I did not investigate this deeper yet but it was a surprising find. Imagine you have a program that does not call setColor() (not that unlikely as one could be using setColorOnFace() exclusively although I think this is not common). I will use as example a completely empty sketch (it has the same effect even in actual programs it seems):
Sketch uses 1888 bytes (32%) of program storage space. Maximum is 5888 bytes.
Global variables use 690 bytes (67%) of dynamic memory, leaving 334 bytes for local variables. Maximum is 1024 bytes.
Now lets do a small adjustment with no actual noticeable change:
Sketch uses 1706 bytes (28%) of program storage space. Maximum is 5888 bytes.
Global variables use 690 bytes (67%) of dynamic memory, leaving 334 bytes for local variables. Maximum is 1024 bytes.
Somehow, ADDING a call to setColor() results in a 4% IMPROVENT in storage usage! That is what I call something counter-intuitive. I wonder what the compiler is doing.

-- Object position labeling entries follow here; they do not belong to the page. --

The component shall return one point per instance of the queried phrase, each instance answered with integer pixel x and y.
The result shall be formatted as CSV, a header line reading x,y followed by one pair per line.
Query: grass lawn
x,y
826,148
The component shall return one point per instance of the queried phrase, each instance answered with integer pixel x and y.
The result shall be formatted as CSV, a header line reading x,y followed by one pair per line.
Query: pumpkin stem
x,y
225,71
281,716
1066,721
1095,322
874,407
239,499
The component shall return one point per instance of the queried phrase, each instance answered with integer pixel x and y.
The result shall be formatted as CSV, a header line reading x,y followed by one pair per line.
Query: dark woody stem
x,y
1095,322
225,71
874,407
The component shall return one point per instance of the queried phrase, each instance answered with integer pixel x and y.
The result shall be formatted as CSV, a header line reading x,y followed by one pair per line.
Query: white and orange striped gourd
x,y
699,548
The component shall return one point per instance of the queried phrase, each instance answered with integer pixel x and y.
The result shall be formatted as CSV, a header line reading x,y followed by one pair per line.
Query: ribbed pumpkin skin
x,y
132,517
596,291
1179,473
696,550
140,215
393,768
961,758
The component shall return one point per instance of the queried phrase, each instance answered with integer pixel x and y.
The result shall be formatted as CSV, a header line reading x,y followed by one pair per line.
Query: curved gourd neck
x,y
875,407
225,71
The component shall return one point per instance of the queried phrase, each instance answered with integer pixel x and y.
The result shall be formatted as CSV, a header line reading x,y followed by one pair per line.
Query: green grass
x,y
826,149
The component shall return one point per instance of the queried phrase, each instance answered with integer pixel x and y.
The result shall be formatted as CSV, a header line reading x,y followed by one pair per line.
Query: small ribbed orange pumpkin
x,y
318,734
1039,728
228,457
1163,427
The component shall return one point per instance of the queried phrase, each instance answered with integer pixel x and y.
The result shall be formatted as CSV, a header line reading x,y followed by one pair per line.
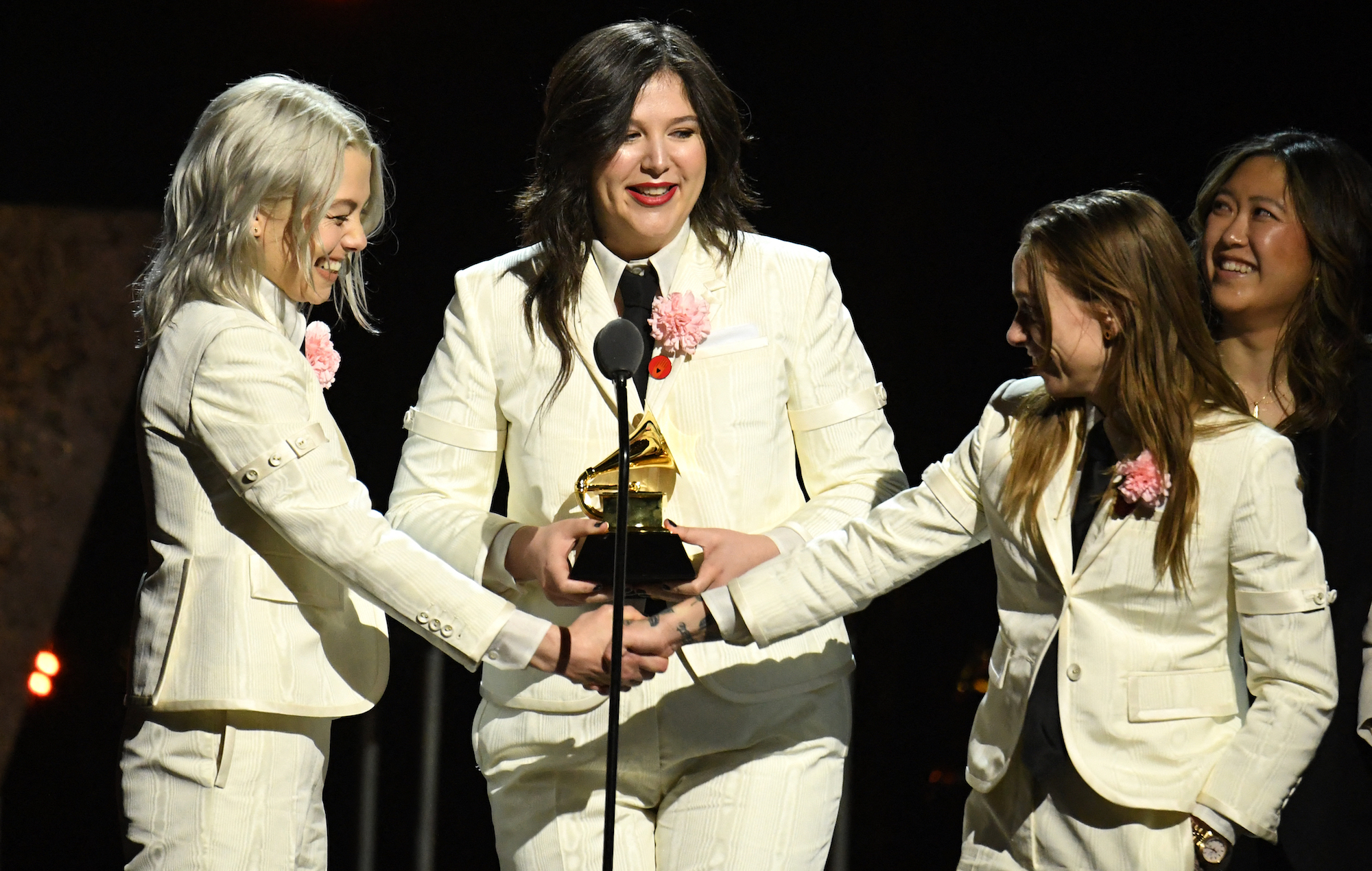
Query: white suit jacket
x,y
1152,687
271,571
783,375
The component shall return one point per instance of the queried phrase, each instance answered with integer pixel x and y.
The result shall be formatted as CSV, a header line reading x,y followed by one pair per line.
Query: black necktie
x,y
637,293
1043,750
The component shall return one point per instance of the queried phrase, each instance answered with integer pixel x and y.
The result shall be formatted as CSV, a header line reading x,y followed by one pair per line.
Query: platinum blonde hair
x,y
264,143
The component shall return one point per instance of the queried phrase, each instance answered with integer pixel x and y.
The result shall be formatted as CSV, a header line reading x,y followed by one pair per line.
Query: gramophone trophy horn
x,y
655,553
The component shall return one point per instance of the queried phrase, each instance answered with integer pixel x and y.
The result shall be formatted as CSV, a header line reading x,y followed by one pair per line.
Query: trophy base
x,y
655,556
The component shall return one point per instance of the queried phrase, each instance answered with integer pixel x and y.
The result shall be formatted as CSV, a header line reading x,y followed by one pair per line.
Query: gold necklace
x,y
1264,397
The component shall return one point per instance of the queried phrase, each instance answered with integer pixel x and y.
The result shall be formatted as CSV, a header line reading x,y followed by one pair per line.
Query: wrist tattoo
x,y
706,630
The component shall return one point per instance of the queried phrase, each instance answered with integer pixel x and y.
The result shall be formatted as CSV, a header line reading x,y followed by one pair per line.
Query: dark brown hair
x,y
1332,193
1122,253
589,104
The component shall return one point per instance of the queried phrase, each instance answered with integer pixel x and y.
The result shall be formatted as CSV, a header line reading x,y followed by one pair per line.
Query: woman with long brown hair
x,y
1142,526
637,209
1284,238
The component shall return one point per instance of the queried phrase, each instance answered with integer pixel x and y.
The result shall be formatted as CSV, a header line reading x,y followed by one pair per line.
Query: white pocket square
x,y
731,339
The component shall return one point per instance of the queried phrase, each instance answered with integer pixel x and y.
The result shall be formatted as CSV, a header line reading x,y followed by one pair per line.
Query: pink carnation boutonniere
x,y
680,322
319,352
1142,482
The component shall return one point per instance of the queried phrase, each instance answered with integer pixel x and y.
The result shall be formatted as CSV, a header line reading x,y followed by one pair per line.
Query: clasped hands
x,y
582,651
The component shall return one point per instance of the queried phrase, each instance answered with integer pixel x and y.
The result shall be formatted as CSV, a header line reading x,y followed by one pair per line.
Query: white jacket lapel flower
x,y
319,352
680,323
1142,484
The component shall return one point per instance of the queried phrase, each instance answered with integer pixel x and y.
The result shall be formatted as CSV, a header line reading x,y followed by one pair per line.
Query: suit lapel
x,y
696,274
1104,527
1056,514
595,309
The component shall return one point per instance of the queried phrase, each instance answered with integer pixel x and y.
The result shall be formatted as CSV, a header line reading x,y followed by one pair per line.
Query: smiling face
x,y
338,235
644,194
1076,363
1256,253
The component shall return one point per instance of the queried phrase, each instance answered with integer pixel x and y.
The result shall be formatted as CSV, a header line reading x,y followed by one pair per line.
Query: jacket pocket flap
x,y
1182,695
1284,601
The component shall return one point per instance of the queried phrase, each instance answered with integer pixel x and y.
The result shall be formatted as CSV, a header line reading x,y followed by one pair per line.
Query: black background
x,y
908,142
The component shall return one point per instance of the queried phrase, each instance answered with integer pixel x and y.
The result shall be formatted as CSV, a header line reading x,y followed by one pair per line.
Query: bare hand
x,y
588,659
726,556
541,553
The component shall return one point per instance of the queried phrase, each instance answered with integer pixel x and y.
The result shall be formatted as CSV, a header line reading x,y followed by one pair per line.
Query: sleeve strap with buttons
x,y
283,453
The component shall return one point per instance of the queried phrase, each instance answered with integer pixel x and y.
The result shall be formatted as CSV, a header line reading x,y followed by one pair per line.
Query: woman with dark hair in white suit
x,y
263,617
735,758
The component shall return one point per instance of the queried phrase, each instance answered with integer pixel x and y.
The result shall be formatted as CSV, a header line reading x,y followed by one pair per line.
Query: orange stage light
x,y
40,684
47,663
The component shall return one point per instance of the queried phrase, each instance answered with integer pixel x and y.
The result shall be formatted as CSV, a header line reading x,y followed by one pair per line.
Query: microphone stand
x,y
618,630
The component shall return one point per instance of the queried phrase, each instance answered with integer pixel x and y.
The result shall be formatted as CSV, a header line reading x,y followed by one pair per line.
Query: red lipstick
x,y
654,201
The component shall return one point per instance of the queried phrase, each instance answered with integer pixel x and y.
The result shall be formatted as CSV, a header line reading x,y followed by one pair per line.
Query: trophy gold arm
x,y
647,451
657,556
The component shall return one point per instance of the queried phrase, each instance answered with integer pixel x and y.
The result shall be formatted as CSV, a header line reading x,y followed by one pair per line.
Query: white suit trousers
x,y
703,783
224,789
1067,826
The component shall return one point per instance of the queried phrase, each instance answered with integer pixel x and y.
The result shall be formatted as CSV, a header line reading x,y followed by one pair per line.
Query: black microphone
x,y
619,348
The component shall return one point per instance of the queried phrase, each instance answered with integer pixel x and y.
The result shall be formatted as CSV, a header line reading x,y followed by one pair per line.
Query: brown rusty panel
x,y
68,368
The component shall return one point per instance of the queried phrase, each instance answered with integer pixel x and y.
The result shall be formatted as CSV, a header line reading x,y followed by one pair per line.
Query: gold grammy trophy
x,y
657,555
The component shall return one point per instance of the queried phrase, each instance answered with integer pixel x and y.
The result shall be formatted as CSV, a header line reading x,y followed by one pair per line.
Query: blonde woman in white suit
x,y
1144,527
264,614
733,759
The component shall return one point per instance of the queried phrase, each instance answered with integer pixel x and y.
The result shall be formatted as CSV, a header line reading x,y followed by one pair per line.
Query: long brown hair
x,y
1332,193
1122,253
587,110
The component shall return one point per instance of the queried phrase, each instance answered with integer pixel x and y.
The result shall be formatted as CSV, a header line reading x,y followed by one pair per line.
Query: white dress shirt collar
x,y
281,312
611,267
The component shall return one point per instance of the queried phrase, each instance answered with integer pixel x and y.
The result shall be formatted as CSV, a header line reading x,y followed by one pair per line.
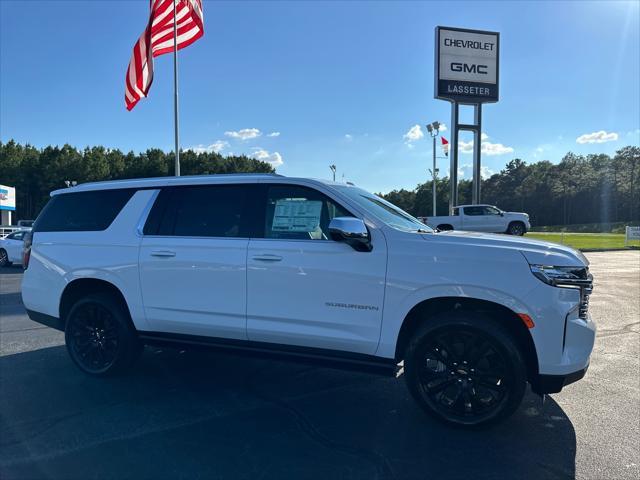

And, BTW, this is what I currently get with my upcoming custom blinklib.
Without setColor():
Sketch uses 1776 bytes (30%) of program storage space. Maximum is 5888 bytes.
Global variables use 690 bytes (67%) of dynamic memory, leaving 334 bytes for local variables. Maximum is 1024 bytes.
With setColor():
Sketch uses 1584 bytes (26%) of program storage space. Maximum is 5888 bytes.
Global variables use 690 bytes (67%) of dynamic memory, leaving 334 bytes for local variables. Maximum is 1024 bytes.
Ok, this one was interesting enough to tempt me to break my general “stop worrying and trust the compiler” rule. Luckily is is an easy one.
TL;DR
The compiled setColor() function is called 5 times internally in the blinklib code, and each time it is inlined. Adding the 6th call in the setup() function causes the compiler to stop inlining it and instead have only one copy of the function and 6 calls. Since the function is 30 bytes long, this ends up being smaller in total size even with the overhead of the calls.
void __attribute__ ((noinline)) setColor( Color newColor) {
…and the size of an empty sketch drops from 1888 to 1696 bytes.
So should we add the noline to the next version of blinklib?
Probably not. I’ve spent countless hours trying to manipulate the compiler, with mixed results at best. You need to look no further than this very function to see my past failures…
// This at least gets the semantics right of coping a snapshot of the actual value.
blinkbios_pixel_block.pixelBuffer[face].as_uint16 = newColor.as_uint16; // Size = 1940 bytes
// This BTW compiles much worse
// *( const_cast<Color *> (&blinkbios_pixel_block.pixelBuffer[face])) = newColor; // Size = 1948 bytes
I also specifically remember trying a memcpy() here and it was both bigger and also has the wrong semantics.
Also, realistically adding the noinline is unlikely to make any practical program smaller since it only matters when there are no other calls to setColor(). It is possible that it could also unintentionally make real programs longer. It is also ugly since it is compiler specific and ad-hoc.
If I had it all to do over again, maybe I would use some templates for the color conversion stuff so that the computations would compile away in the cases of compile-time known colors. But who knows, maybe that would be worse.
I fully agree with this BUT tweaking compiler/linker flags to control inlining (and other things) is a perfect valid way to achieve the same benefits (that might even extend to other functions, not only to setColor()). Unfortunatelly it appears that unless you want to go the makefile way, there is no way to pass extra flags using Arduino IDE (there might be with VSCode but I did not try it yet).
Check out the platform.txt file. you should be able to easily customize compiler and linker settings in there. gcc also has many “modifiers” that you can use to change the way individual functions are compiled. LMK if you find any impactful win-win changes so we can propagate them upstream!
So, there are only 2 flags I think might be considered:
-fno-inline-small-functions: As the name implies this trades speed for size by not inlining small functions but, in a platform like Blinks, speed is usually not the most pressing aspect. I enabled this and will be trying different programs to see if I notice anything. This will have the effect of what you did manually (setColor() will not be inlned…
-fno-tree-scev-cprop: This has small benefits whenever you have nested loops. It juts vectorizes the outer loop. There are really no drawbacks in this one (and it saves 2 extra bytes on blinklib ).
Both flags will also help with more complex games that would have a considerable amount of functions and all kinds of face-iterating loops.
Ok, after more testing, forget it. These flags actually make the situation worse on bigger programs (where space is actually a bigger issue). As we can not set flags per project in an easy way, I guess pursuing this is a wild goose chase as most optimizations only really work well for one type of program than another and the ones that would help generally are usually already enabled with -Os.